“In my most recent employment, community mental health, I developed a desire to assist those who have PTSD or trauma in their history.”
What was your path to becoming a therapist?
I have worked in the area of human services for most of my career in varying capacities. I decided to get my MSW later in life and consequently became a licensed clinician, which fulfilled a longtime dream. I have worked in both inpatient and outpatient settings with various populations. In my most recent employment, community mental health, I developed a desire to assist those who have PTSD or trauma in their history. I went forward and received more training to become certified in this area.
What should someone know about working with you?
I believe in a client-driven approach to therapy where you are making the decisions based on my input and guidance. When you first contact me, we discuss your needs and the telephone consult or email connection provides you an opportunity to decide if my practice is a good fit. The first session consists of a biopsychosocial assessment where I can gather information from many aspects of your life and establish some goals for treatment. We then discuss and plan the intervention together. I often ask clients to practice, outside of session, skills discussed or learned in session. Toward the end of each session, I solicit your feedback to address any changes you would like to see. This is an opportunity for you to assess your progress. I enjoy working with clients who are willing to work for the changes they seek while I provide skills and a compassionate, understanding response.

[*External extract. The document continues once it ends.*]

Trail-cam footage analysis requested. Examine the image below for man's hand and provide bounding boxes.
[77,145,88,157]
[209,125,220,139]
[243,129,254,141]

What are you most excited about within the evolving mental health landscape?
I’m excited about the many changes that have occurred in the understanding of mental health. There are many evidence-based approaches to treatment today, which brings social work closer to the realm of science. The discoveries around the brain and its functions are fascinating and it’s fascinating to learn how neurotransmitters are impacted through changes in thoughts, thus making cognitive behavioral approaches significant in addressing such ailments as depression and anxiety. While pursuing further education on the effects of trauma on the brain, I learned how the body is deeply impacted by trauma and how healing can occur within the body. I am excited to learn more about trauma and the growing and changing research as there continues to be so many advances in treatment. I’m excited to gain training in EMDR as this is an area that has shown tremendous effectiveness in the treatment of PTSD as well as depression.
“I went forward and received more training to become certified in this area.”